EESは、境界管理の強化と犯罪抑止を目的とした自動監視システムです。入出境および入国拒否情報をデジタル記録し、生体認証技術を用いて個人の特定を行います。統計によると、運用開始以来4500万人以上が利用し、2万4000人以上が入国拒否、また600人以上の安全リスク保持者が特定されるなど、一定の成果を上げています。

一方で、システムの安定性不足や人員不足、設備導入の遅れ、空港での慢性的な混雑といった課題が浮き彫りになっています。ベルギーのベルナール・クインティン内相は、試験導入中に空港で深刻な行列が発生したことを受け、生体認証情報の登録を一時停止すると発表しました。
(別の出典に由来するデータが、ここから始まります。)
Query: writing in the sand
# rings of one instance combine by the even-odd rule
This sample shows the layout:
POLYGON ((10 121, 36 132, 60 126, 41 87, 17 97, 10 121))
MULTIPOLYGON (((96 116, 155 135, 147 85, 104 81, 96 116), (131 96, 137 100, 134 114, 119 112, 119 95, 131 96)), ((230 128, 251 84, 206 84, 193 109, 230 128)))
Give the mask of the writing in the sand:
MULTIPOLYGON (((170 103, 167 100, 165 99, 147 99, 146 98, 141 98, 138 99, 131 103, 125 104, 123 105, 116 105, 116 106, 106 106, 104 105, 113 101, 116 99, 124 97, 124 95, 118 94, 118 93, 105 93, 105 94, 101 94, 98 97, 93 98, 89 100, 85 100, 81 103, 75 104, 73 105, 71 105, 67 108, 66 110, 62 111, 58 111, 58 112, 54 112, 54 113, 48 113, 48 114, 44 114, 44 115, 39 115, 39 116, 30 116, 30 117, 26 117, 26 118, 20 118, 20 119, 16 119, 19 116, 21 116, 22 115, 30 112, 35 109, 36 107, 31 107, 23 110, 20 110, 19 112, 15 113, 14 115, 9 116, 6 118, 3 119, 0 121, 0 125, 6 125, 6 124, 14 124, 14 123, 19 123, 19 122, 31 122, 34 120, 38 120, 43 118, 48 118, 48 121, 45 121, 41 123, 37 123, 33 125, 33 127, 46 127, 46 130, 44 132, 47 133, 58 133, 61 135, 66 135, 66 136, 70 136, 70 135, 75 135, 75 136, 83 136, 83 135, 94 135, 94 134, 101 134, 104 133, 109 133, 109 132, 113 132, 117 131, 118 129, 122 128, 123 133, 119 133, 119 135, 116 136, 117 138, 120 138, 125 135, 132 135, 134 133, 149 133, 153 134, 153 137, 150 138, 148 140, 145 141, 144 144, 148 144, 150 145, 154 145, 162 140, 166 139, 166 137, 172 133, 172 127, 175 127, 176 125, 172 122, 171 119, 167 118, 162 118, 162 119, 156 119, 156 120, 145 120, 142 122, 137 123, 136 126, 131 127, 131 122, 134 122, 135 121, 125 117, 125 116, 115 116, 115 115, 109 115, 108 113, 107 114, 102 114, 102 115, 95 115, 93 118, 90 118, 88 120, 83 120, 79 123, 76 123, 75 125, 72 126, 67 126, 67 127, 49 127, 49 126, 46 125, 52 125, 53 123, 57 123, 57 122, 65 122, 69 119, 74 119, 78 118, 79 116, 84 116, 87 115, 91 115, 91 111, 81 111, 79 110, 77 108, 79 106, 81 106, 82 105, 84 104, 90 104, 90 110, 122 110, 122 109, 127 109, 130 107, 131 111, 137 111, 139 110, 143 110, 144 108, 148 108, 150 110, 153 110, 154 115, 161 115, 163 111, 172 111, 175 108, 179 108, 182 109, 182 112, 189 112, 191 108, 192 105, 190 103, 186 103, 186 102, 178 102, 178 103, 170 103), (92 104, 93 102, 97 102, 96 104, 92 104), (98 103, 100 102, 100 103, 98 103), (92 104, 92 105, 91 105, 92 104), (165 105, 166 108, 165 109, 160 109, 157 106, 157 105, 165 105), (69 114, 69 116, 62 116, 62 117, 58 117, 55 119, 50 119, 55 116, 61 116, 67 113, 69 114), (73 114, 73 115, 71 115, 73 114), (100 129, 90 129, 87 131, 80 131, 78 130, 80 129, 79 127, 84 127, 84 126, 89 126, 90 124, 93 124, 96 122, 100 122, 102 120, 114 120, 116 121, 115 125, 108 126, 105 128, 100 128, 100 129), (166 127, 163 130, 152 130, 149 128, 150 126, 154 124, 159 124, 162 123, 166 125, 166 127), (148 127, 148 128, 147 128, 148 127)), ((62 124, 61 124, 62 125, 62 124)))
「旅行者にとってもブリュッセルのイメージにとっても、長蛇の列は容認できない」と述べ、適切な導入計画を求めてEU委員会との協議を続ける方針です。

欧州国際空港協会(ACI Europe)は、これら状況に強い懸念を表明しています。最新のデータでは、ピーク時の待ち時間が2時間に達することも珍しくなく、一部の空港ではさらなる悪化が見られます。同協会はEU委員会に対し、空港の混乱を避けるため「システムの一時停止」を可能にする緊急権限の付与を求めており、1時間以上の待ち時間を「新たな常態」として受け入れるべきではないと強く主張しています。